Most infrastructure today is run by machines. Pipelines deploy production. Jobs mutate cloud state. Agents orchestrate services and sync data between systems. But those machines authenticate with long-lived credentials—passed from pipelines, embedded in workflows, or inherited by agents—but operate without identity. There’s no session. No attribution. No enforcement. No audit trail. What you’re left with is infrastructure that behaves like dark matter: It exerts real force, but remains invisible to your security model.
This layer is made up of non-human identities (NHI) automated systems like CI jobs, service accounts, bots, daemons, and internal agents. They execute the most sensitive operations in your environment—and most still operate without identity governance of any kind.

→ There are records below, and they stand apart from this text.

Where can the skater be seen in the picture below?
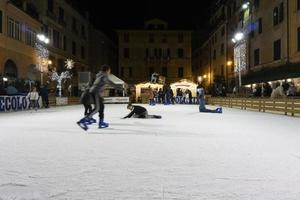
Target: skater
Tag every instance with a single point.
(96, 94)
(151, 96)
(44, 93)
(139, 112)
(202, 108)
(33, 97)
(86, 100)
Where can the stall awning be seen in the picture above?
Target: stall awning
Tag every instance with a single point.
(116, 80)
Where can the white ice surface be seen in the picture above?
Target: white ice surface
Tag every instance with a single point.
(187, 155)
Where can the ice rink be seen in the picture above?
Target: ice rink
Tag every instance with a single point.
(187, 155)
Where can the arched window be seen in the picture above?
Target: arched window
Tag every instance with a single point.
(10, 69)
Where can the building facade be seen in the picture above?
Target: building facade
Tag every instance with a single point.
(17, 44)
(66, 29)
(262, 40)
(102, 50)
(154, 49)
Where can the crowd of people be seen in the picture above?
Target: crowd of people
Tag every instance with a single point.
(276, 90)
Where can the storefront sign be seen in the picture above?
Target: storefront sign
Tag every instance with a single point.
(116, 99)
(15, 103)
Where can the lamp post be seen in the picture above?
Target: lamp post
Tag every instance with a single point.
(43, 53)
(238, 38)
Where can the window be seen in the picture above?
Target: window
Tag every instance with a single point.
(180, 72)
(260, 25)
(151, 71)
(256, 57)
(164, 71)
(61, 15)
(130, 72)
(229, 11)
(83, 35)
(256, 4)
(56, 38)
(160, 52)
(74, 25)
(222, 49)
(30, 37)
(65, 43)
(50, 6)
(281, 12)
(277, 50)
(164, 40)
(215, 55)
(180, 53)
(126, 53)
(14, 29)
(298, 38)
(147, 52)
(151, 38)
(155, 52)
(122, 71)
(168, 52)
(126, 37)
(82, 52)
(1, 21)
(74, 48)
(222, 70)
(275, 16)
(180, 37)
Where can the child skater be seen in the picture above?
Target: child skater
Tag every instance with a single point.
(96, 94)
(202, 108)
(139, 112)
(33, 97)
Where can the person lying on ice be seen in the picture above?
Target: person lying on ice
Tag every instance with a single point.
(201, 98)
(96, 94)
(139, 112)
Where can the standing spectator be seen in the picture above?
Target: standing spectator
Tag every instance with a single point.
(33, 97)
(278, 92)
(267, 90)
(292, 90)
(45, 96)
(160, 95)
(151, 96)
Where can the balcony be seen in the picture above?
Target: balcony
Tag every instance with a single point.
(51, 15)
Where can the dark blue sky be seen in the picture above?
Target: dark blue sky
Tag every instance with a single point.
(122, 14)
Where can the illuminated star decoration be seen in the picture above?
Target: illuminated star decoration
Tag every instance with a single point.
(69, 64)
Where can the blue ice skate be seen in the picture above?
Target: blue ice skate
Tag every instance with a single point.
(220, 110)
(102, 124)
(83, 123)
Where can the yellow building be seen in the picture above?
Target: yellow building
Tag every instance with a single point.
(267, 47)
(154, 49)
(17, 39)
(66, 29)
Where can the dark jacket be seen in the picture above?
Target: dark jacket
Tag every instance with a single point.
(137, 110)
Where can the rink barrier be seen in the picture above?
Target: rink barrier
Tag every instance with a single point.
(286, 106)
(15, 103)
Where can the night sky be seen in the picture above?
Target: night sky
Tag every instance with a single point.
(130, 14)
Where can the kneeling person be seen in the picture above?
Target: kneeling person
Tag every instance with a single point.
(139, 112)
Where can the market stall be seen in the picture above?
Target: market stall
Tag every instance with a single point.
(142, 89)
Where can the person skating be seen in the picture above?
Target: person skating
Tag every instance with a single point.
(201, 98)
(33, 97)
(139, 112)
(96, 93)
(86, 101)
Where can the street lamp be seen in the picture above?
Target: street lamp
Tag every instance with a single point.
(238, 37)
(245, 6)
(42, 52)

The result? Over 24 million hardcoded secrets link have been exposed on GitHub alone. These are a symptom of an access model that’s broken, because the system that grants access was never built for the systems that now use it. When something breaks—when a token leaks, or a job mutates the wrong environment—there’s no way to prove who or what caused it, or why it was allowed.
Infrastructure Identity is about fixing that—by introducing identity that is instantiated at runtime, with attestation to the system that triggered it, and authorized only for what it’s meant to do—so teams can move faster without losing control.
Here are some of the top ways in which companies are transforming their machine and and workload identity issuance, management, and governance with Machine & Workload Identity.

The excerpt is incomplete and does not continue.